Marriott Hotels has raised its full-year RevPAR (revenue per available room) growth target to 14%-15% following a strong third quarter financial performance.
The global hotel giant reported an operating profit of $1.1bn for the quarter; up from $958m for the corresponding period last year. Net income rose from $630m to $752m.
Anthony Capuano, Marriott President and Chief Executive, said: “We are extremely pleased with our results in the quarter. Worldwide RevPAR grew 9% year over year, reflecting robust demand around the world. International RevPAR increased 22%, with particular strength in Asia Pacific. Both occupancy and rate contributed to global RevPAR gains in the third quarter, and cross-border travel continued to rise.
“In the US and Canada, RevPAR rose more than 4%, with many urban markets showing outsized growth. Group and business transient saw mid-single digit hotel revenue gains in the quarter, largely driven by rate increases. Leisure transient demand in the region has also remained solid, leading to 4% hotel revenue growth for the segment compared to the year-ago quarter.
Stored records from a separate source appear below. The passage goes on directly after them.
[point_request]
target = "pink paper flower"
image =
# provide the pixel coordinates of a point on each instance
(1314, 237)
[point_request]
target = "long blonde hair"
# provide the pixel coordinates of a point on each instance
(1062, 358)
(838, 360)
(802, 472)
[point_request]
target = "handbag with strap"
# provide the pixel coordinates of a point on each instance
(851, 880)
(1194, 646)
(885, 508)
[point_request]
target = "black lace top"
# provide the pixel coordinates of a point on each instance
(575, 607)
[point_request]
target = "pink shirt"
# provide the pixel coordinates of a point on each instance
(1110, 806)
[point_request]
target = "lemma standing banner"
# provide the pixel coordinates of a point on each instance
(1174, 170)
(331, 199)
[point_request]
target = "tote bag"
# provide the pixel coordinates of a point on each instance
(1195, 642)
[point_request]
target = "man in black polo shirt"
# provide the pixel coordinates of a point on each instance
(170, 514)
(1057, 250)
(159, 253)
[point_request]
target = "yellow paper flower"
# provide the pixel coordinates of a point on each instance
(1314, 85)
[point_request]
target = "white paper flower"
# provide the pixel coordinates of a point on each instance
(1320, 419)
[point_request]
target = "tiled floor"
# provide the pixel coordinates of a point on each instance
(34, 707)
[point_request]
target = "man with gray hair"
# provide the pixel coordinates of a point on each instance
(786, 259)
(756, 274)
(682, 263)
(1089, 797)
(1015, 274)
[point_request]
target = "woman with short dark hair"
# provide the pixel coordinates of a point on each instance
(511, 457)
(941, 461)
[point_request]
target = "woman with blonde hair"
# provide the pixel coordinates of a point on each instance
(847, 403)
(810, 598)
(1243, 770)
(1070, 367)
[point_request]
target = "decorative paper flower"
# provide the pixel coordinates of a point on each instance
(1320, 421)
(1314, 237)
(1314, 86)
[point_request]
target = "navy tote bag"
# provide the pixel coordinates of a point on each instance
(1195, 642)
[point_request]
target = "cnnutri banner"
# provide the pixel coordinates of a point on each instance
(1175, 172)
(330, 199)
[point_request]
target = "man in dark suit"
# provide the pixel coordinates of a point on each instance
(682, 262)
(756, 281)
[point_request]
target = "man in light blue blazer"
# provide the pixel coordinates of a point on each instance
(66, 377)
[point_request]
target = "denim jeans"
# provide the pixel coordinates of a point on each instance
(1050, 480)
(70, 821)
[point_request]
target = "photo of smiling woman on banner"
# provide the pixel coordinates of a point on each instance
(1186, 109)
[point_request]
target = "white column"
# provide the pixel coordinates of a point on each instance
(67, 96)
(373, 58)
“Given the meaningful benefits we deliver to owners, demand for our brands remains strong. Through the first three quarters of 2023, we’ve signed more than 100,000 organic rooms, including the MGM Resorts International deal, an impressive 60 percent increase compared to the same period last year. Even with 5% net rooms growth in the last four quarters, our development pipeline continues to grow. Of our record 557,000-room pipeline, 43% is under construction.
“With continued momentum in our business around the world, we are raising our full year 2023 worldwide RevPAR growth guidance to 14%-15% year over year and expect to return $4.3 billion to $4.5 billion to shareholders through share repurchases and dividends.”